(EN/CN)
A novel crawler packaging epub tool implemented in pure golang using the rod framework. / 使用rod框架,纯golang实现的小说爬虫打包epub工具。
- This tool uses the rod framework to crawl novel websites, obtain novel information, download novels, and package epub.
- If you don't know what rod is? Click here
- Essentially, the browser will be used to perform operations, and the operations performed are:
- Retrieve an executable browser -> If not, retrieve from the parameters -> If still not, download one according to the operating system -> Then execute the automation process according to the source.

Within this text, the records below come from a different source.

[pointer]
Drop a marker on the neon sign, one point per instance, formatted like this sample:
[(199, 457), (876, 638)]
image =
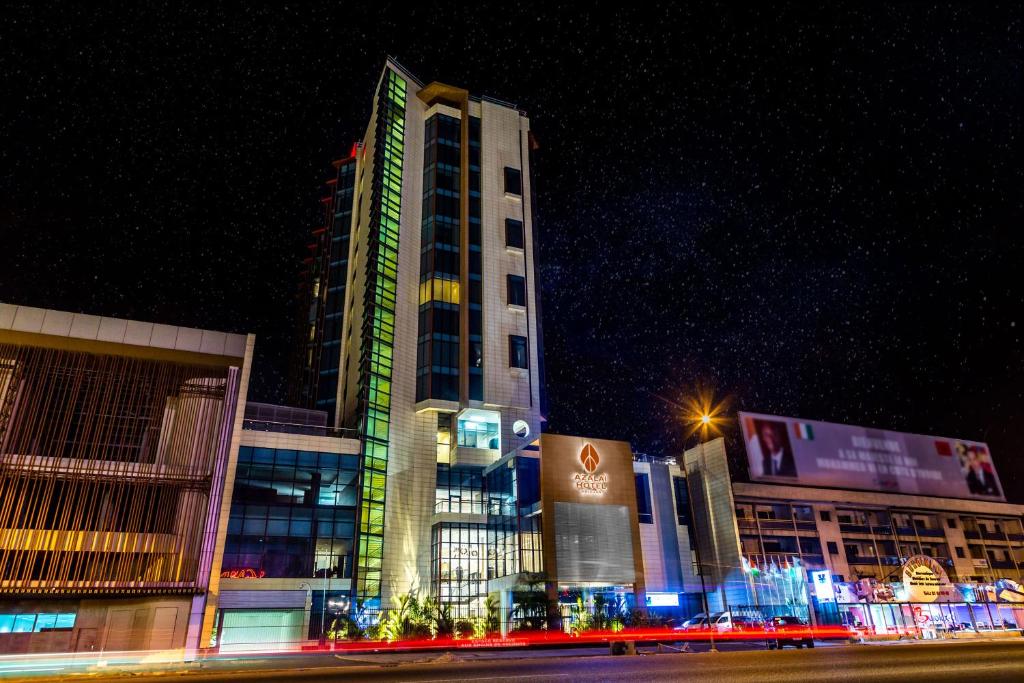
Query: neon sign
[(588, 482), (244, 572)]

- Generally speaking, if the execution environment has a browser, there will be basically no problem.
- Currently there are not many supported sources, so just make do with what you have.
- Want to use a different source?
- You can import your source in the pkg/boot directory. The specific implementation should be something you should consider.
- In the future, you may consider a more flexible import method, but this should be considered after development to a certain extent. I don’t have a good idea at the moment.
- Why use rod?
- rod is very useful. For crawlers, nothing is more convenient than operating on a real browser.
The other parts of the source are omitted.